What military strike? US war fleet still thousands of kilometres from North Korea
Strike group led by aircraft carrier Carl Vinson was last seen off Indonesia, reducing fears of an imminent US attack
A US strike group headed by the aircraft carrier Carl Vinson was still thousands of kilometres from the Korean peninsula only days ago, easing concerns that amilitary strike might be imminent against North Korea.
An image from the US military dated last Saturday showed the carrier on a “scheduled deployment” in the Sunda Strait off Indonesia, which is 5,600km from the Korean peninsula.

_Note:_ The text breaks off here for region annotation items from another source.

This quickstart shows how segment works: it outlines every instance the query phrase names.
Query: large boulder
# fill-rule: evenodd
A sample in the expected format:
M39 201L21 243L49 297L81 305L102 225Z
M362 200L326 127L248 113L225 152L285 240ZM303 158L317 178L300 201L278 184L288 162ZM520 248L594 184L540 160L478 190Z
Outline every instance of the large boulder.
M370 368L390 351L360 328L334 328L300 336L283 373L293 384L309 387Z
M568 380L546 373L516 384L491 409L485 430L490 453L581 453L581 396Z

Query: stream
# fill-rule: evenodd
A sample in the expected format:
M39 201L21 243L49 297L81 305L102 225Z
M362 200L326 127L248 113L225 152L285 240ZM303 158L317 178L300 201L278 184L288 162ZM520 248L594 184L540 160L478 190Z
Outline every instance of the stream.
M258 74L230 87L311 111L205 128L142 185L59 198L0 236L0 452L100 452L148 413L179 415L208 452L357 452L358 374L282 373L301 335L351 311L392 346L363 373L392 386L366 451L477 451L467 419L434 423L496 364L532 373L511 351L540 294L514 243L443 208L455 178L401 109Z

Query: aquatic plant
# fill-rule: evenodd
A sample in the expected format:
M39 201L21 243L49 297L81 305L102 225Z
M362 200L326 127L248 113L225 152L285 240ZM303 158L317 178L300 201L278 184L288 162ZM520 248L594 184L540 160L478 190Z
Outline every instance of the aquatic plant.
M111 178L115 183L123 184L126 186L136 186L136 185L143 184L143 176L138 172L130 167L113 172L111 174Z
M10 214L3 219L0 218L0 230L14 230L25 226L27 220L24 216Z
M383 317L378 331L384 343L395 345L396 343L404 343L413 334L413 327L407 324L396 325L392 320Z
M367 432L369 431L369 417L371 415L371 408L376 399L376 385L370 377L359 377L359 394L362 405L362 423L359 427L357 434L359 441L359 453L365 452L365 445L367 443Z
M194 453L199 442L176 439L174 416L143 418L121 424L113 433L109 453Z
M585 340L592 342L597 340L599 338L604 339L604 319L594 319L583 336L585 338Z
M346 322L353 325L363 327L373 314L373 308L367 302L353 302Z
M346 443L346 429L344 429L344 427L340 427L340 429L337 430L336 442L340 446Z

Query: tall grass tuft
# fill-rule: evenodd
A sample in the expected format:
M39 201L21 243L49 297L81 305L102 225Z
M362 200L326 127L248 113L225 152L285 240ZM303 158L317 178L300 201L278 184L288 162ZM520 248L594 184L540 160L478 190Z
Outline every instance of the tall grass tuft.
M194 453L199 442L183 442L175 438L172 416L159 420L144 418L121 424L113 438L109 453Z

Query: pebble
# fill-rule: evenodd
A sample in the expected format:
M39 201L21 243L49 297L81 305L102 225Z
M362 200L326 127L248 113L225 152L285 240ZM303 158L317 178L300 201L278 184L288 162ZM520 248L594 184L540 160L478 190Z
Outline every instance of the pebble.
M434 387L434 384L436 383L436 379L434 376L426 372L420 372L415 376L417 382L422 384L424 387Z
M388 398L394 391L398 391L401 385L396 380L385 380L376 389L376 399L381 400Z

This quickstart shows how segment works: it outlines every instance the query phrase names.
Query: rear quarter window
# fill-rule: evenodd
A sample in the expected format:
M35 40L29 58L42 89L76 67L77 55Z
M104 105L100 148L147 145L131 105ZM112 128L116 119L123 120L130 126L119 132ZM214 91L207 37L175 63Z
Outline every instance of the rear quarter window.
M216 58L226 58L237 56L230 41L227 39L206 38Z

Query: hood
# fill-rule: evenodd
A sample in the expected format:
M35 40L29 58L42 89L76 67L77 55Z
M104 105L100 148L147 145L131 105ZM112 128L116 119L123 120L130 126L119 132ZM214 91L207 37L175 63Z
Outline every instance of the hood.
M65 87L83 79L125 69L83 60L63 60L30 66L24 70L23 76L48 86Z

But tensions surrounding North Korea remained, with its vice-foreign minister, Han Song-ryol, saying that Pyongyang would conduct missile tests on a weekly basis.
“If the US is reckless enough to use military means it would mean, from that very day, an all-out war,” he told the BBC.
US Vice-President Mike Pence said in a meeting with Japanese Prime Minister Shinzo Abe that Washington and Tokyo had agreed to press China to use its “extraordinary levers” to pressure Pyongyang to abandon its nuclear programme.
North Korea tested a ballistic missile on Sunday. Even though the missile exploded soon after its launch, the act was seen as a defiant move.
Chinese Foreign Minister Wang Yi said on Tuesday that the crisis should be resolved by talks. US officials have said that a military strike was an option.
The US and South Korea on Monday began a military exercise designed to “test aerial combat capability”. Some 1,000 US personnel had teamed up with the South Korean Air Force to ensure they were ready to combat “the North’s provocations”, the US Pacific Command said yesterday.
US Navy officials in Pearl Harbour and Washington declined to comment on the Carl Vinson’s movements, other than to confirm the passage last Saturday through the Sunda Strait, the Navy Times reported.
Military analysts said the Pentagon’s lack of clarity on the carrier deployment was adding to tensions on the Korean peninsula.
“It’s a costless tactic that can scare North Korean leader Kim Jong-un,” Zhou Chenming, from the Knowfar Institute for Strategic and Defence Studies, said.
Beijing-based naval analyst Li Jie said “such a tactic is very much Trump’s style”.
“But I don’t think it’s a good way to handle the nuclear crisis on the Korean peninsula because Kim will not compromise under threats. He wants to get some promises from the US, China and Russia to secure his regime.”
Macau-based military observer Antony Wong Dong said he believed Beijing knew where the Carl Vinson was, but had kept quiet about it.